The HME community has made significant progress in the past few years raising the visibility of our issues and establishing credibility on Capitol Hill. These positive developments in Congress, coupled with solid working relationships built with new leadership at HHS and CMS, have led to a string of positive developments for HME going back to legislation to ensure “binding” bids in the next round of competitive bidding, short term measures of relief for rural and non-bid suppliers in the CURES bill and the IFR, and finally securing longer-term rural relief and maximum winning bid methodology in the ESRD/DMEPOS Final Rule.
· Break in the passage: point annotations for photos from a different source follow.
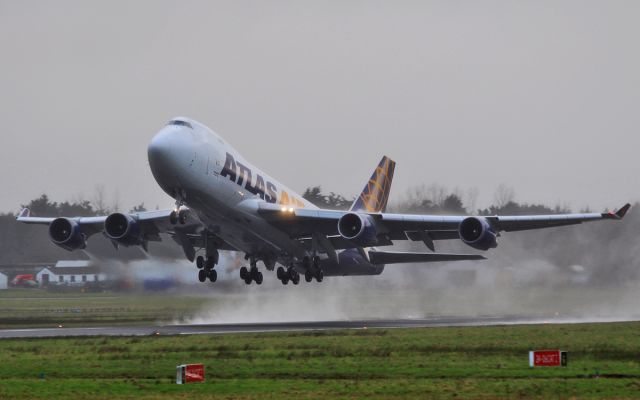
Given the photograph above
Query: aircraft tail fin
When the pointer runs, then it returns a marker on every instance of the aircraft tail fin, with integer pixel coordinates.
(375, 194)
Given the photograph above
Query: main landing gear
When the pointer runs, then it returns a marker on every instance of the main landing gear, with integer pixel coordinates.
(206, 267)
(251, 274)
(312, 269)
(289, 274)
(179, 216)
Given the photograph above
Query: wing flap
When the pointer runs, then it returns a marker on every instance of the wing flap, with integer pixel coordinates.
(390, 257)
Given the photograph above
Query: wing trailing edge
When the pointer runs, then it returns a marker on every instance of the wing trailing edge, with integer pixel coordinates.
(390, 257)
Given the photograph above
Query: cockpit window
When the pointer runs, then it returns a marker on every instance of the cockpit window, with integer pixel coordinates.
(180, 123)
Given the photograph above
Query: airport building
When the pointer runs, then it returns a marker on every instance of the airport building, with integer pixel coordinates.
(70, 272)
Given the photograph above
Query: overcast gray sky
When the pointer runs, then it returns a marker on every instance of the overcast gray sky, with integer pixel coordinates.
(541, 95)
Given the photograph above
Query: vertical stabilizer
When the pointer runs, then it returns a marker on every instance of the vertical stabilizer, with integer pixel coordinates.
(375, 194)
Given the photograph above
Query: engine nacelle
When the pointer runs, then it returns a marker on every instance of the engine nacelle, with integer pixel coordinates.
(123, 229)
(358, 228)
(350, 263)
(477, 233)
(67, 234)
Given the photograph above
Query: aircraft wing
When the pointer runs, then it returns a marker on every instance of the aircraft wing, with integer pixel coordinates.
(152, 223)
(304, 223)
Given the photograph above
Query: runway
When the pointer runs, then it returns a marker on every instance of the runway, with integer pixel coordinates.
(262, 327)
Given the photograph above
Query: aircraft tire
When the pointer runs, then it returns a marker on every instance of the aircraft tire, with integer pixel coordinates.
(173, 218)
(213, 275)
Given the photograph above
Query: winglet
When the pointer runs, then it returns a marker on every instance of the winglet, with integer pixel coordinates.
(622, 211)
(375, 194)
(25, 213)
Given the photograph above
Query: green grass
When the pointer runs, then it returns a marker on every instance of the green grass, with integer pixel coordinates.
(39, 308)
(484, 362)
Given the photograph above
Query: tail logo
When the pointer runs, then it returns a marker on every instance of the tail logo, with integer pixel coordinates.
(375, 194)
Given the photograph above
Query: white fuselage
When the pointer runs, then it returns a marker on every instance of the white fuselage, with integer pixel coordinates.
(198, 168)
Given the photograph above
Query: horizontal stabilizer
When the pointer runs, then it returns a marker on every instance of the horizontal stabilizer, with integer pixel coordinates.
(390, 257)
(618, 214)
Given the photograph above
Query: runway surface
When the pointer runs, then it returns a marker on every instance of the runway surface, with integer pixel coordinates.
(261, 327)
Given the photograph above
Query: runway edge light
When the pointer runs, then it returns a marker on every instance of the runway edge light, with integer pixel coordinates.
(188, 373)
(547, 358)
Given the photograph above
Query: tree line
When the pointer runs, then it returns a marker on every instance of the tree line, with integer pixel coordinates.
(609, 251)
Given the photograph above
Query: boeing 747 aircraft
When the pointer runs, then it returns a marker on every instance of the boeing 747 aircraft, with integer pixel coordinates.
(225, 203)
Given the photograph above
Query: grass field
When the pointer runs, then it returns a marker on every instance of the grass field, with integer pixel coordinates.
(38, 308)
(476, 362)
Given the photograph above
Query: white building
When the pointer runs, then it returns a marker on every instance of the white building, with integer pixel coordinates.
(70, 273)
All told, we’ve added more than $1.5 billion to the Medicare benefit, and we believe that we’ve been able to apply improvements to the bidding program that will result in more representative rates in future rounds.
Even with this string of successes, we’re frustrated that we haven’t been able to secure more sustainable reimbursement rates for all suppliers during the gap period. Like almost every supplier and HME stakeholder I’ve spoken with, I believe these wins are simply a starting point for the next phase of our advocacy work to establish a more sustainable Medicare reimbursement environment for HME – and I can assure you that AAHomecare is already at work to keep our industry moving towards that goal.
Tom Ryan is president and CEO of the American Association for Homecare.